L’attesa e’ finita: stasera big ed emergenti si sfideranno sul palco dell’Ariston, ma se i risultati di Sanremo sono attesi dalla tv e dalla radio, per il mercato musicale sono “ininfluenti”. Il festival, rivela all’Agi Enzo Mazza, presidente della Federazione industria musicale italiana (Fimi), “incide per circa l’1% anche se nel 2015 ha mostrato per la prima volta una discreta performance”. Il settore discografico ha subito nel decennio 1999-2009 una crisi senza precedenti. Dieci anni in cui ha perso il 74% del suo valore di mercato con conseguenze occupazionali importanti, secondo i dati dell’ultimo rapporto della Fimi.
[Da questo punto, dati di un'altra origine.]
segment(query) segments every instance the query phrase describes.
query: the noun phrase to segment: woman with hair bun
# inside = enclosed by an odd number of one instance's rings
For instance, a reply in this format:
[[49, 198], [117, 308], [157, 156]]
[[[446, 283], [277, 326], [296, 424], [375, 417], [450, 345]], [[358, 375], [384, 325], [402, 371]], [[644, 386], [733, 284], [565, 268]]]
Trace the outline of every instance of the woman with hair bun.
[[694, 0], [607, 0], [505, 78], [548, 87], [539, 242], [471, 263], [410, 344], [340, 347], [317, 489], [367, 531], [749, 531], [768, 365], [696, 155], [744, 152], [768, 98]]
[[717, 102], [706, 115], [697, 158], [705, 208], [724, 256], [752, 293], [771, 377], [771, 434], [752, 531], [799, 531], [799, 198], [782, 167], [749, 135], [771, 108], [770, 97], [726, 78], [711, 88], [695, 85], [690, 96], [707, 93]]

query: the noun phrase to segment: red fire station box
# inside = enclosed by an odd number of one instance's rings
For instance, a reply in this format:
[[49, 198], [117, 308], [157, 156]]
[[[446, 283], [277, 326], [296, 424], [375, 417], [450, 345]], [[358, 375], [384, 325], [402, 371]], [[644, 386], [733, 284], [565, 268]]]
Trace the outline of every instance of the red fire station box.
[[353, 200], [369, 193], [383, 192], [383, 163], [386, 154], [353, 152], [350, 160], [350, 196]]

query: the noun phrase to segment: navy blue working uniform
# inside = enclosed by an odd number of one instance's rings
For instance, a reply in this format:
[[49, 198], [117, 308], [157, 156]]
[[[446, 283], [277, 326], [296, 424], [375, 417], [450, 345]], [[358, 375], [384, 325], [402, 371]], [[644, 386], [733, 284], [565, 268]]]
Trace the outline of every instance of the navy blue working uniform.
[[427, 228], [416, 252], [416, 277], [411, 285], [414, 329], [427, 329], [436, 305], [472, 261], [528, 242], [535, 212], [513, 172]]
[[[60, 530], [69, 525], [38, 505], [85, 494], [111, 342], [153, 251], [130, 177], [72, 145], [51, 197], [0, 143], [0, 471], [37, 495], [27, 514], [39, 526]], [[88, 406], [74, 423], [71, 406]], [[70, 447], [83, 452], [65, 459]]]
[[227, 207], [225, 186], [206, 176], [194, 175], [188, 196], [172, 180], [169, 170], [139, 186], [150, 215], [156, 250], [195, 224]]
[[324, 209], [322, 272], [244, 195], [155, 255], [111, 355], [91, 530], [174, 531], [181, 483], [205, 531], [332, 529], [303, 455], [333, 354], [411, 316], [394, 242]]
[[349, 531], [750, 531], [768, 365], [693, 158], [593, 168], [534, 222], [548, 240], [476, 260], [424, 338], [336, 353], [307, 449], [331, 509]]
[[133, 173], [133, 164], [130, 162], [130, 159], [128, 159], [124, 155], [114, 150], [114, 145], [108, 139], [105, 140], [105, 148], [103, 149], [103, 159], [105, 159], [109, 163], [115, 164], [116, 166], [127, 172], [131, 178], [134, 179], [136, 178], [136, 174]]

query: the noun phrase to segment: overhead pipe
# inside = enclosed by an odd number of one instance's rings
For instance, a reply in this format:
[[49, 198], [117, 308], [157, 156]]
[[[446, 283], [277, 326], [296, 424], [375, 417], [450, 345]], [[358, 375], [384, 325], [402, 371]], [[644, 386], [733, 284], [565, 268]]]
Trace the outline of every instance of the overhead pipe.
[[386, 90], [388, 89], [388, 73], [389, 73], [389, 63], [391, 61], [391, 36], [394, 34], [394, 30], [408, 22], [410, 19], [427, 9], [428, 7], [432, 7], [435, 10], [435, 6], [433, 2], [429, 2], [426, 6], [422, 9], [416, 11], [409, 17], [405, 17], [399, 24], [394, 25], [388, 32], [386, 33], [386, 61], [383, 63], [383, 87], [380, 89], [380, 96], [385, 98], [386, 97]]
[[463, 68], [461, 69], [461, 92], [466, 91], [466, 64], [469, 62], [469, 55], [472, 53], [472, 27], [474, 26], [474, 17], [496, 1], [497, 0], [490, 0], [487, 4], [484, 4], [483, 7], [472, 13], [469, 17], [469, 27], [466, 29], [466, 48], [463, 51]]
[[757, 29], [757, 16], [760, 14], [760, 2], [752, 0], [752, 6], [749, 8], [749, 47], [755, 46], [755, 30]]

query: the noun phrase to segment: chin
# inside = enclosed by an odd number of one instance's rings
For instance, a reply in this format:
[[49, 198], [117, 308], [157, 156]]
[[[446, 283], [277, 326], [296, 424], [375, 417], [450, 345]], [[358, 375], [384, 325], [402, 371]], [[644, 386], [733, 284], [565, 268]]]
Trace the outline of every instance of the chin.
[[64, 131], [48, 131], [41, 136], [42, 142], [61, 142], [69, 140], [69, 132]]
Oggi il settore – spiega Mazza – “vale meno della meta’ di quello che valeva nel 2009”, nonostante i dati relativi ai primi novi mesi del 2015 mostrino una crescita del 25% rispetto all’anno precedente che tocca i 93,9 milioni di euro.
Un primo forte scossone, continua Mazza, e’ arrivato dalla pirateria digitale di massa che tra il 1999 e il 2003 ha colpito pesantemente il settore fino alla nascita di iTunes, che ha sdoganato la musica a costo contenuto. “Con lo sviluppo di un’adeguata offerta legale, la pirateria e’ scesa”. Sulla stessa linea il compositore e produttore discografico Massimiliano Pani: “La musica in se’ non e’ in crisi, ma e’ cambiato il modo in cui essa viene fruita. Il cd e il vinile sono prodotti obsoleti. E’ come se volessimo vendere la carrozza con i cavalli dopo l’arrivo della macchina a vapore. Diversi fenomeni hanno contribuito al crollo del mercato discografico, di certo il fatto che e’ possibile ascoltare qualsiasi brano gratis su internet ha inciso in maniera determinante sulle abitudini di ascolto”.A cio’ si aggiunge la lentezza con cui ha reagito l’industria che “non ha saputo adeguare con altrettanta velocita’ i modelli di business” e pertanto “gli effetti iniziali sono stati molto pesanti” ha detto ancora Mazza.
Dai suoi dieci anni horribili l’industria musicale esce completamente trasformata, soprattutto per quanto riguarda il settore commerciale: “negli anni ’90 – racconta all’Agi il presidente di Sony Italia Andrea Rosi – “le aziende fatturavano delle scatole piene di pezzi di plastica che venivano caricati sui camion e arrivavano in determinati punti vendita. Oggi quelle stesse aziende ricevono rendiconti da Spotify. E’ del tutto diversa la parte di gestione, marketing, la parte legale perche’ i contratti stanno cambiando e sono sempre piu’ complessi”. Non solo: nell’industria musicale pre-crisi “non c’era quasi nessun rapporto tra consumatore e produttore o tra consumatore e artista. Oggi lo tsunami dei social ha ribaltato questo concetto. Ed e’ la stessa casa discografica a setacciare ogni giorno il web”.
Ma i dati dimostrano “l’importanza di un business che ultimamente e’ stato sottovalutato rubricandolo al ‘tanto non si vendono piu’ dischi'” ha detto all’Agi Claudio Ferrante, Ceo e fondatore di Artist First. A trainare il settore, almeno in Italia, – spiega Mazza – e’ oggi sicuramente il digitale, e in particolare lo streaming, la killer application, con tassi di crescita notevoli guidati soprattutto dal mobile”. E se gli artisti italiani dominano nel segmento album ‘fisici’, gli internazionali regnano nello streaming e si contendono la classifica a colpi di singoli.